Gli anziani e la loro efficenza

Ma tu parla di cose che siano conformi alla sana dottrina: gli uomini anziani siano sobri, dignitosi, padroni di sé, sani nella fede, nell’amore, nella pazienza. (Tito 2:1-2)

Dio si interessa tanto agli anziani quanto ai giovani, essi sono le sue creature dilette allo stesso titolo dei giovani. Semplicemente hanno un altro ruolo, un altro posto nella società voluta da Dio. Attualmente, in mezzo alla ricerca prioritaria dell’efficienza che noi viviamo, gli anziani si sentono purtroppo molto spesso inutili, se non di troppo.

Fai parte di costoro? Allora ascolta questa testimonianza realmente vissuta:

“Non penso che la mia vita sia inutile. Non posso andare che dal letto alla poltrona. Finché Dio mi lascia sulla terra, significa che pensa che qui è il mio posto. Per me, non ho altra preoccupazione che pregare ed amare. La vecchiaia è meravigliosa, perché ogni giorno mi avvicina a Dio.

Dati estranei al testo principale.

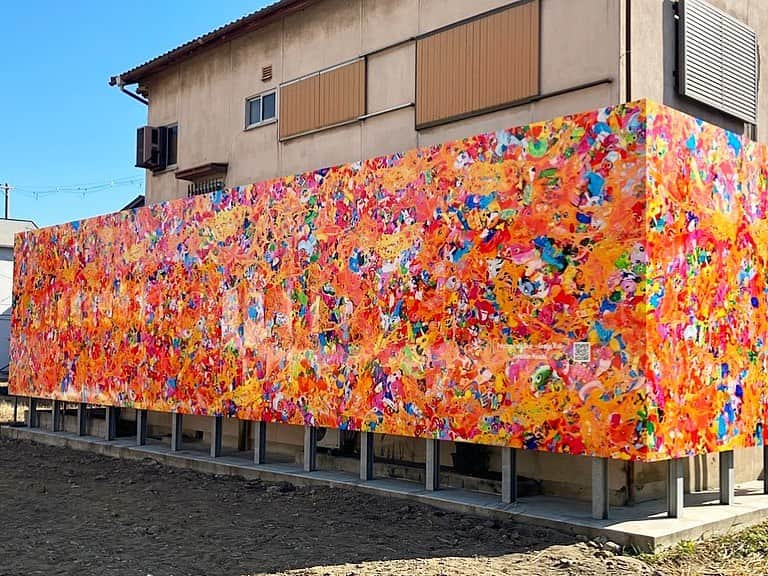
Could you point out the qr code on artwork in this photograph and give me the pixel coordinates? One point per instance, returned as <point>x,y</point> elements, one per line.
<point>582,352</point>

La terza età è l’età del riposo, non dell’inerzia. Tutto si semplifica, ci si sbarazza di tante cose futili e si gusta la pace. A 95 anni ho ora compreso perché il Signore mi lascia così tanto tempo sulla terra; è perché ho ancora delle lezioni da imparare, in particolare la serenità. Ringrazio il Signore perché non fa come i datori di lavoro di questo mondo che mandano in pensione i loro vecchi servitori il cui rendimento è diminuito con l’età. Egli vuole impiegarmi fino al mio ultimo respiro.”